The metabolite profile in both patients was in line with our findings in cystinosis patients with the 57-kb deletion, including SHPK (Wamelink et al 2008). Kardon et al. indicated that the accumulation of erythritol is likely derived from sedoheptulose, which—in vitro, at least—can be converted to sedoheptulose-1-phosphate by fructokinase. The resulting sedoheptulose-1-phosphate would be converted by aldolase B to erythrose and dihydroxyacetone–phosphate, and erythrose would then finally be reduced to erythritol (Kardon et al 2008). Clinical features as described in our patients are not known in patients with infantile nephropathic cystinosis caused by the 57-kb deletion (Table 2). In general, infantile nephropathic cystinosis becomes symptomatic between the ages of 6 and 12 months, with proximal renal tubulopathy (renal Fanconi syndrome). Endocrinological, hepatic, gastrointestinal, muscular, and neurological abnormalities have also been described (Nesterova and Gahl WA. Cystinosis 2001). Mildly altered craniofacial morphology in cystinosis patients may result in swallowing difficulties and respiratory complications in the second decade (Bassim et al 2010) of life. Both of our patients presented neonatally and did not develop renal tubular Fanconi syndrome.

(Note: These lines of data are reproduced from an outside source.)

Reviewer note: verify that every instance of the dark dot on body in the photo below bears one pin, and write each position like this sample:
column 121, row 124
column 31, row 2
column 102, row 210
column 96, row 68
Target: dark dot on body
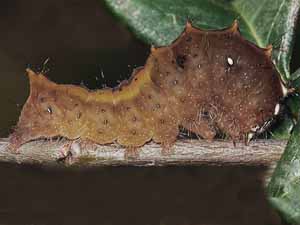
column 189, row 39
column 180, row 60
column 49, row 110
column 42, row 99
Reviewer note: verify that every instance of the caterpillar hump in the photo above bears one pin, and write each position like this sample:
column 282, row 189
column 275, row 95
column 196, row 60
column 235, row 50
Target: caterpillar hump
column 205, row 81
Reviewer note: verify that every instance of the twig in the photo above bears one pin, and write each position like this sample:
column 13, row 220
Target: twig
column 185, row 152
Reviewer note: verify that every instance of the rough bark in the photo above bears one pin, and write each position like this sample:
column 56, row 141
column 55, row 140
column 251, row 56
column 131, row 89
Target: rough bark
column 185, row 152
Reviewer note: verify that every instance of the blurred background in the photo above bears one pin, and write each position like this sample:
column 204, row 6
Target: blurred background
column 83, row 44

Table 2 Signs and symptoms of the two patients with sedoheptulokinase (SHPK) deficiency compared with infantile cystinosis and transaldolase (TALDO) deficiency

Isolated SHPK deficiency is confirmed by mutation analysis of the SHPK gene. In each of our two patients, a (presumed) homozygous nonsense variant (patient 1: c.355C > T; p.Arg119X; patient 2: c.211G > T; p.Glu71X) was detected, both predicted to result in truncated nonfunctional proteins. Analysis of the SHPK transcript in cells of patient 1 or the mother showed no signs of nonsense-mediated decay. However, absence of SHPK protein in patient 1 and the strongly reduced SHPK activity in fibroblast homogenates of the patients indicated a severe SHPK deficiency.

The c.355C > T heterozygous allele variant has been detected in 8/4,300 European American and in 0/2,203 African American control individuals (rs144071313; http://evs.gs.washington.edu/EVS/). This relative high frequency of the heterozygous variant in controls suggests that SHPK deficiency is more common than currently known or that homozygosity of this variant is not associated with an inborn error of metabolism with a severe phenotype. The c.211G > T; p.Glu71X variant is a novel variant not previously reported.

There remains the question of whether SHPK deficiency is the causal factor for the clinical phenotypes of our patients. Although other causes for the clinical presentation were extensively investigated in both cases, we cannot exclude the presence of other recessive disorders in these consanguineous heritages. Since both patients presented very differently and without a clear clinical overlap with cystinosis patients (caused by the 57-kb deletion), the biochemical defect of SHPK deficiency is either unrelated to the clinical phenotypes or might have a broad phenotypic presentation, which is dependent on external factors and/or the genetic backgrounds of the individuals. The importance of SHPK as a regulatory enzyme has to be further investigated.

With high-throughput sequencing technologies known as next-generation sequencing (NGS), such as whole-exome (WES) and whole-genome (WGS) sequencing, more genetic variants are being detected. These variants have yet to undergo intensive analysis to determine whether they are indeed clinically relevant. In the past, frameshifts and nonsense mutations were considered pathogenic. This study illustrates that even if the mutation results in biochemical deficiency, it is questionable whether this gene is indeed the cause of the disease. Thus, not only functional studies but also extensive clinical workups are needed.

Clinical relevance of SHPK deficiency is currently unknown. Identifying other individuals with SHPK deficiency is needed for further clarification.